Hacking “wasn’t a business like it is today” she explains, and verification was carried out through voice calls ran from servers in a kitchen. In fact, when the servers went down, Stubblefield would carry out calls herself, “putting on a robotic voice”, for affect.
Now, TeleSign does “billions” of two-way SMS services, with around 80% of that traffic international, showing a huge scope for BICS to run this traffic over its own international footprint, potentially seeing significant efficiencies.
For TeleSign, it is “interesting to see how little the web properties know about telecoms, and how little the telcos know about the web properties,” by which Stubblefield means websites and online service providers.
“It’s like you’re in two different worlds speaking two different languages, and bridging those worlds has been very interesting and a great opportunity,” she adds. “We think this opportunity is even bigger now having BICS as our backer because BICS brings even more knowledge about the telecoms world, and can bring even more products and opportunities for these web players.”

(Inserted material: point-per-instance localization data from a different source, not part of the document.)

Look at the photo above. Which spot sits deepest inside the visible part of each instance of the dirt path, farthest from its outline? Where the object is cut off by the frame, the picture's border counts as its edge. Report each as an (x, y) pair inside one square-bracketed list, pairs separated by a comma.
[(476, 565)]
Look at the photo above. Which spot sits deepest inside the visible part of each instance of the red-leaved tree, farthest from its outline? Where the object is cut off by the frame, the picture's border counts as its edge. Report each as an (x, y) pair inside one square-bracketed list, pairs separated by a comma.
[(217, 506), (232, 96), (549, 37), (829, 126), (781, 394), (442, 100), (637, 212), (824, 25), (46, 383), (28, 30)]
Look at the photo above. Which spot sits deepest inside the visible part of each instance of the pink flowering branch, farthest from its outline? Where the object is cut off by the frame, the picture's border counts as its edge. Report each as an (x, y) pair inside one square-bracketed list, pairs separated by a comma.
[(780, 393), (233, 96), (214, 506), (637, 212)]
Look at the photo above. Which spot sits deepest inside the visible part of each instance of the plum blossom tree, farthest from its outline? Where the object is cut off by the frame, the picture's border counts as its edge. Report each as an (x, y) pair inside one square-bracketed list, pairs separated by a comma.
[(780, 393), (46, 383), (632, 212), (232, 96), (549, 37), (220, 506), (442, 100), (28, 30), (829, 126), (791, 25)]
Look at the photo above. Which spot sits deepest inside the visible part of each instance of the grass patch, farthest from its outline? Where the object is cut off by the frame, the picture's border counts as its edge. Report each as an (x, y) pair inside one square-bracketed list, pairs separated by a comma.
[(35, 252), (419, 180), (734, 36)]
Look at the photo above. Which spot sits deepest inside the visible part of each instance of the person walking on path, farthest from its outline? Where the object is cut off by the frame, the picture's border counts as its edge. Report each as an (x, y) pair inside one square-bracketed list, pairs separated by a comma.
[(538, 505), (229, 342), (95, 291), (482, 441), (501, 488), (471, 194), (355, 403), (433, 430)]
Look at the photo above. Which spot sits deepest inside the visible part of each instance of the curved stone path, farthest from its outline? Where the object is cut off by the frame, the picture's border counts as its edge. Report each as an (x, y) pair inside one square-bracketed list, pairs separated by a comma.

“What we sell is the reach,” Kurgan adds. “We are connected physically and commercially to more than 500 mobile operators worldwide. What we sell is this reach to a huge network of operators. Bu we are extending to the MVNO community, we are extending to the digital world, and we are touching upon IoT.
“The TeleSign opportunity has brought 500 digital platforms to work with BICS. It’s now about making our footprint available to companies that need it. We have to improve our API capabilities, we’ll be beefing up our MVNE (mobile virtual network enabler) offering for a company wanting to be an MVNO. We have a telco DNA.”
Culture clash
With great change, however, comes great challenges and, as Stubblefield notes, combining the two “different worlds” of telecoms and digital isn’t always simple. Various telcos have tried it with varying degrees of success.
So what are the major differences? Stubblefield explains: “Telcos are highly regulated and that makes them more risk averse, while that isn’t really a thing that exists on the west coast of California. Web properties expect things to move quickly, they have an idea and want to implement it tomorrow. On the communications side looks for further development, and there is a culture clash in that way.”
Though the deal hasn’t been closed the two companies are assessing synergies and identifying potential new products they can bring to market – the first of which could arrive as early as Q4 2017. Kurgan identifies three main areas which the BICS-owned Telesign will tackle. “One is obvious in short-term: we have a worldwide routing platform that will be made available to Telesign. The other one is really pushing the voice API. You may think voice is dead and so on, but it is actually the opposite. The reaction from clients on the digital side was to show a strong interest in our voice capabilities. So we are accelerating the development of our voice API, although this is more complex than our messaging API. When I see the quality of service we receive from some of the platforms that are using voice APIs, there is a huge room for improvement.”
He adds: “The third is enriching the core capabilities for data we have on our network. We have conversations with mobile networks all over the place looking to monetise their assets. So we would source information from these operators that we already have commercial relationships with to feed the data flow for this core projects.”
“We have work going on to bring the first combined product to market in Q4, which is quite rapid, but it depends when the deal closes,” Stubblefield adds. “It is a two-way voice communications product, allowing two users to communicate to one another anonymously via voice.”